32. In Jai Narayan Misra's case 1966 Cri LJ 207 (supra) the Calcutta High Court has held on considering that the criminal proceedings which were split up into as many as 12 cases, were proceeding in a leisurely fashion and were yet at initial stage, without charge having been framed in any one of them, it was proper that civil suit should be given precedence over the trial of the criminal cases for the protracted trial of criminal cases was likely to put the petitioner into great difficulties in subsequently contesting the civil suit. Their Lordships in that decision distinguished the case of M.S. Sheriffs 1954 Cri LJ 1019 (supra). Other two cases referred to by Mr. Ghosh are besides the point.

33. So from the decisions referred to above it appears that the principle that has been laid down is that each case will depend upon the facts of that case. In the instant case a civil proceeding has already been ended and thereafter on the basis of the said ex parte decree the petitioners and their tenant Rabin Nandy have already been evicted from the suit premises. Thereafter the criminal proceedings have started including the present one and then the suit has been filed by the petitioners herein. In the instant criminal proceeding charge-sheet has already been filed.

34. The de facto complainants in different proceedings filed FIR in the period in between 10th February, 1993 to 17th August, 1993. The petitioners filed the Title Suit No. 38 of 1993 on 2nd August, 1993. So Durgapur P.S. Case No. 45 of 1993 was earlier in point of time upon which R Case No. 123 of 93 was started before the Court of the learned SDJM and in that case charge-sheet has already been submitted on 22nd June, 1994.

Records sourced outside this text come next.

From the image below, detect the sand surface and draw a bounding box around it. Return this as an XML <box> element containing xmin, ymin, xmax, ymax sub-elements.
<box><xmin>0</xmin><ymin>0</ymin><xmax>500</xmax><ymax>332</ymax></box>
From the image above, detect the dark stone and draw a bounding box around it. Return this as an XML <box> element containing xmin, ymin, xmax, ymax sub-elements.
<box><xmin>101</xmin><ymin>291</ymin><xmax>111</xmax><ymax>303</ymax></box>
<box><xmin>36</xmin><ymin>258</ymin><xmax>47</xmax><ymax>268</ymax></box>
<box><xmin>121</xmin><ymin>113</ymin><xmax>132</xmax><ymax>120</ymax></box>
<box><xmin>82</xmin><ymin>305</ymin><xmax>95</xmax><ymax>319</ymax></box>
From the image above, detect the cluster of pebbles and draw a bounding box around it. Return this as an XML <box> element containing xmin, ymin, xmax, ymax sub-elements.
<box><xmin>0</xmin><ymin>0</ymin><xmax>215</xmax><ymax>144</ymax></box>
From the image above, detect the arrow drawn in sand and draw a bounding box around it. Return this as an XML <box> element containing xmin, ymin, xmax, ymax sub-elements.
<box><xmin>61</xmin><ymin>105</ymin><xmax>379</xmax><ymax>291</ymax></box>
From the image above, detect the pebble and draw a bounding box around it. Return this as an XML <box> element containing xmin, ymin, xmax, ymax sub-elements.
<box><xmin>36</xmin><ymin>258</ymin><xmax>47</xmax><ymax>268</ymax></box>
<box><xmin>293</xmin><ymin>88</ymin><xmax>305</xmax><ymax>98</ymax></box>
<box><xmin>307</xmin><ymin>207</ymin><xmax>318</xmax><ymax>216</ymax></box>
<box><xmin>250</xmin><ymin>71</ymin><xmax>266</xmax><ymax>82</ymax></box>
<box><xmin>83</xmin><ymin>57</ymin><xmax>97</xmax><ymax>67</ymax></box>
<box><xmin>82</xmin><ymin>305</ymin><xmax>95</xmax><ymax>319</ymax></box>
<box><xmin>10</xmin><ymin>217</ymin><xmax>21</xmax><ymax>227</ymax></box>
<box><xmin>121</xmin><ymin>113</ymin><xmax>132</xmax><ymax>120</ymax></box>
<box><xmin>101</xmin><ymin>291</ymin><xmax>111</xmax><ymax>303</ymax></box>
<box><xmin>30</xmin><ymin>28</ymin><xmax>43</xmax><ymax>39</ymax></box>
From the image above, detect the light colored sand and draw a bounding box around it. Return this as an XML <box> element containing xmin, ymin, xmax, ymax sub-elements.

35. Supreme Court in the case of State of Rajasthan : [1996]2SCR463 (supra) has held that pendency of criminal proceedings on the same matter on which there is a civil suit, very rarely criminal matters are stayed and that is also only under compelling circumstances. Here no compelling circumstances have been pointed out rather as the decree in a civil suit, though ex parte, staring at the face it cannot be said that criminal case should be stayed to avoid embarrassment of the Court inasmuch as the Court has already pronounced its judgment, though ex parte. Moreover, this will not cause any prejudice because of delay. Article 21 of the Constitution envisages speedy disposal of criminal cases but there is no such provision in the Constitution for speedy disposal of the civil cases. For the speedy disposal of the civil cases the petitioners can seek their redress in the Court. The criminal case in the proceeding in G.R. Case No. 123 of 1993 relates to an offence of criminal trespass, theft, mischief and abatement and the civil matter pertains to the question of surrender. So both the matters cannot be equated.

36. So, here, on the facts and circumstances of this case I am of the view that the criminal proceeding should not be stayed to make a way for the civil cases. The revisional application is, accordingly, dismissed.

37. There will be no order as to costs.